I’ve been relatively calm regarding Corona. We’re young, we’re healthy. We’re taking precautions, we have faith. But a hospital certainly wasn’t a place I wanted to break quarantine for.
As we entered the pediatric unit, the staff at the front desk handed out masks and directed us on our way. As a former nurse, I’ve spent the last decade comfortably working in hospitals. But seeing the eerily empty hallways and the healthcare providers in hazmat suits had me reasonably unnerved. It’s hard not to miss faces, and smiles, and full deep breaths.
As we waited for the orthopedic surgeon, I wiped down every surface my daughter touched with my can of Clorox. I sat back and wondered how much harder quarantine was going to be for a child in a cast who can no longer ride her bike or run through the sprinklers, the tiny joys that were pulling us through. Then, I got out my camera and documented our experience. A small video of my daughter’s bravery. A few still shots of her proudly wearing her new pink cast. I posted them and went on my way.
It was a few hours later when I realized my video had been viewed by a lot more people than just our friends and family. I started filtering through the comments, some of which were sympathies, a lot were ridicule.

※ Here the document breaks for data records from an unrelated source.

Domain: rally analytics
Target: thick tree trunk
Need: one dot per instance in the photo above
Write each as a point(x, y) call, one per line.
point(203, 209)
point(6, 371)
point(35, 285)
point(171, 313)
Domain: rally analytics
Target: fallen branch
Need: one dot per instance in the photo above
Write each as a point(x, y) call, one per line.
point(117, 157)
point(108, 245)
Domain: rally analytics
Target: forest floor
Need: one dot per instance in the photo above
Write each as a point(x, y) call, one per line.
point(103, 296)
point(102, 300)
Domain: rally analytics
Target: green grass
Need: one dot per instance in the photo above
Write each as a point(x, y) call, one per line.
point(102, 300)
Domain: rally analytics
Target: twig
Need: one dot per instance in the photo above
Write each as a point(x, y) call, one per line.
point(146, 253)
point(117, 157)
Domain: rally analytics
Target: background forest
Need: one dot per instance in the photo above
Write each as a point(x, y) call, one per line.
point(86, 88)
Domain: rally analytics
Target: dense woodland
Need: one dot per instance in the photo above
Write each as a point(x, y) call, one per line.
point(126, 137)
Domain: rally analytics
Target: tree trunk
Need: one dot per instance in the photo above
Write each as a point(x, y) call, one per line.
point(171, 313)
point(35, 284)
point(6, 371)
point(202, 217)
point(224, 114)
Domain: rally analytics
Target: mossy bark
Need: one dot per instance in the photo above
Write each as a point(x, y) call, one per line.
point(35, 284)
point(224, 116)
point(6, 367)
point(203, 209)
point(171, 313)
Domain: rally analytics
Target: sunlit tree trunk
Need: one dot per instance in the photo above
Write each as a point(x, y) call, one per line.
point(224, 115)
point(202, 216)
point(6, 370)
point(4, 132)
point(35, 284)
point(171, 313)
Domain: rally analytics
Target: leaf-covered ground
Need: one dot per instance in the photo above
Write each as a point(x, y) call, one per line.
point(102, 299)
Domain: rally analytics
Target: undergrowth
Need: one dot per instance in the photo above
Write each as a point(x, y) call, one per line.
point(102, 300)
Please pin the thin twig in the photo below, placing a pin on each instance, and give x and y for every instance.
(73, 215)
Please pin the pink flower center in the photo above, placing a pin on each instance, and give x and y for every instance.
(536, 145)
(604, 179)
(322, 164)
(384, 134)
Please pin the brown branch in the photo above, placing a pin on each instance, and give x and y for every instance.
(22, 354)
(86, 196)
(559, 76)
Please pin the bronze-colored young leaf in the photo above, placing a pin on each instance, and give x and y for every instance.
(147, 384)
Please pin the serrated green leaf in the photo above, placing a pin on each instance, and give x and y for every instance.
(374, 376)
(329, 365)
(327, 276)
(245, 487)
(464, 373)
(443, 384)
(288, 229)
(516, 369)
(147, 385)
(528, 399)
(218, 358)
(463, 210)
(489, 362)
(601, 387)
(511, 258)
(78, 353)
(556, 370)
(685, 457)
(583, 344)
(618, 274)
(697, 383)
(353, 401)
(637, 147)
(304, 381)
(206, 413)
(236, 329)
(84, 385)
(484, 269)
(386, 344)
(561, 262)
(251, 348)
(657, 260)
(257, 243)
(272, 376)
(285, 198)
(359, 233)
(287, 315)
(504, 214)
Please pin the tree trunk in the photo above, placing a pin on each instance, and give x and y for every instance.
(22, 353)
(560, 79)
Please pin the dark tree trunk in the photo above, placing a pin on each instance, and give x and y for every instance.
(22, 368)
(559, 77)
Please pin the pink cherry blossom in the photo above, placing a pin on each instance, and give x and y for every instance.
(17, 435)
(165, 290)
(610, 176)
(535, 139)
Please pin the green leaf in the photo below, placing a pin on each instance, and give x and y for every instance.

There were comments ranging from, ‘You’re a horrible mother for taking your child to a hospital during Corona,’ to ‘I noticed she touched the wall in the video. She’s probably infected now.’
I don’t pay much mind to people online, but this incessant need to tear a mother down for repairing her child’s broken bone really made me think about a lesser known side effect of Corona: Fear.

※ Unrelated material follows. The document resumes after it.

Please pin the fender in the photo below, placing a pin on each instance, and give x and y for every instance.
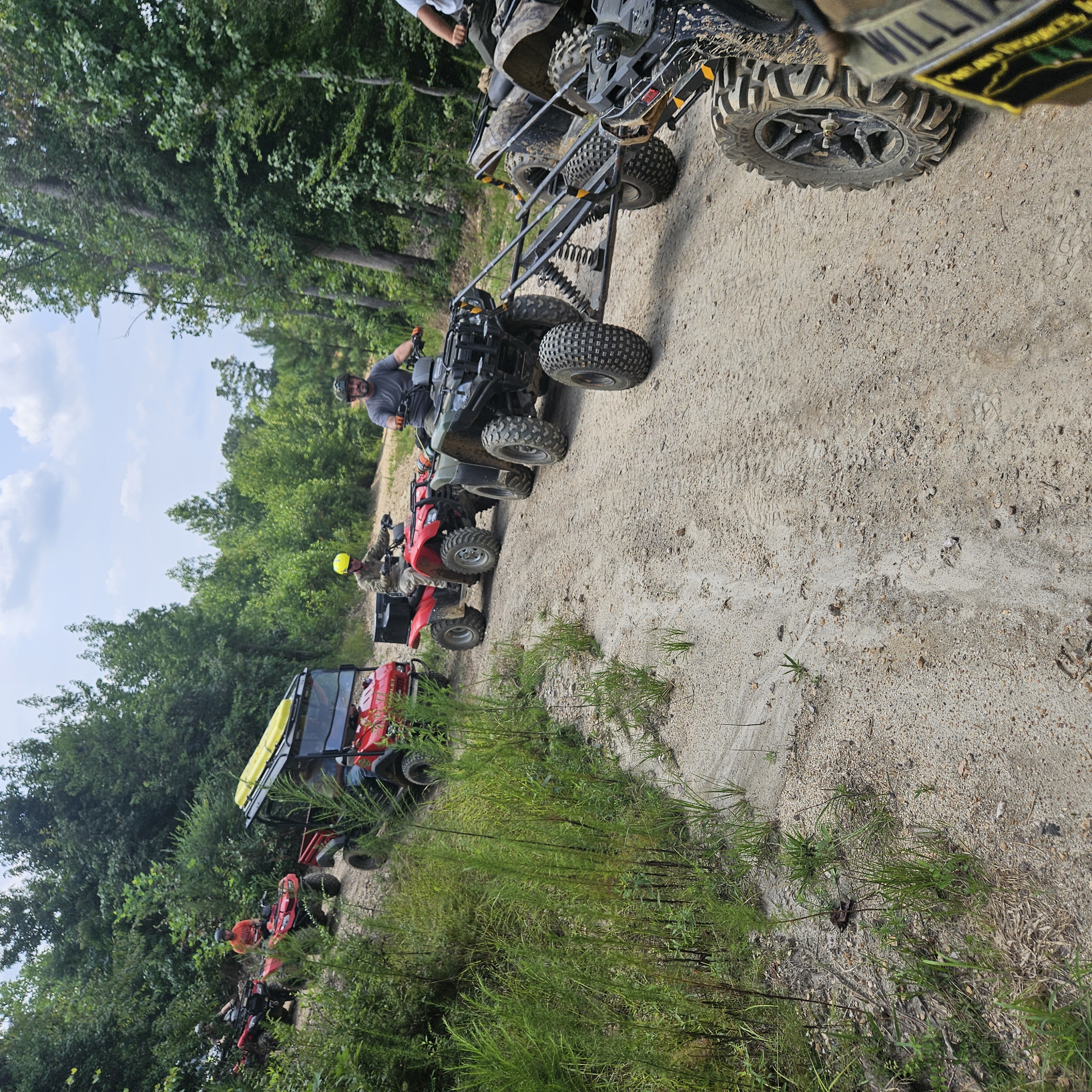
(524, 49)
(421, 619)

During a pandemic, an appropriate amount of fear is necessary. It is fear that keeps us from jumping off bridges because they’re too high, and it is fear that keeps us indoors and self-isolated. Fear is often a great friend and an even better catalyst for safety.
But then there’s the kind of fear that causes people to irrationally lash out. To project their worry unfoundedly; to criticize or critique others. Fear, if left unattended, can infect our heads and hearts.
I’ve had a lot of experience walking through the unknown. I have a colorful history of abuse, anxiety, infertility and rape. I have a husband with a failing heart and two children with autism. I am no stranger to fear and the damage it can do. But I also know, because of my many falls, just how resilient I really am.
It’s not a crime to take a child with a broken bone to the hospital. It is not a crime to be scared during so much uncertainty. But let us not forget that equally as contagious as a virus, is kindness. And if we extend a little to others, and ourselves, it’ll make walking though the unknown a bit more bearable.
We’re all in this together. Separate, but together.
I really hope this time spent mending our broken wounds and broken world results in a reset of both.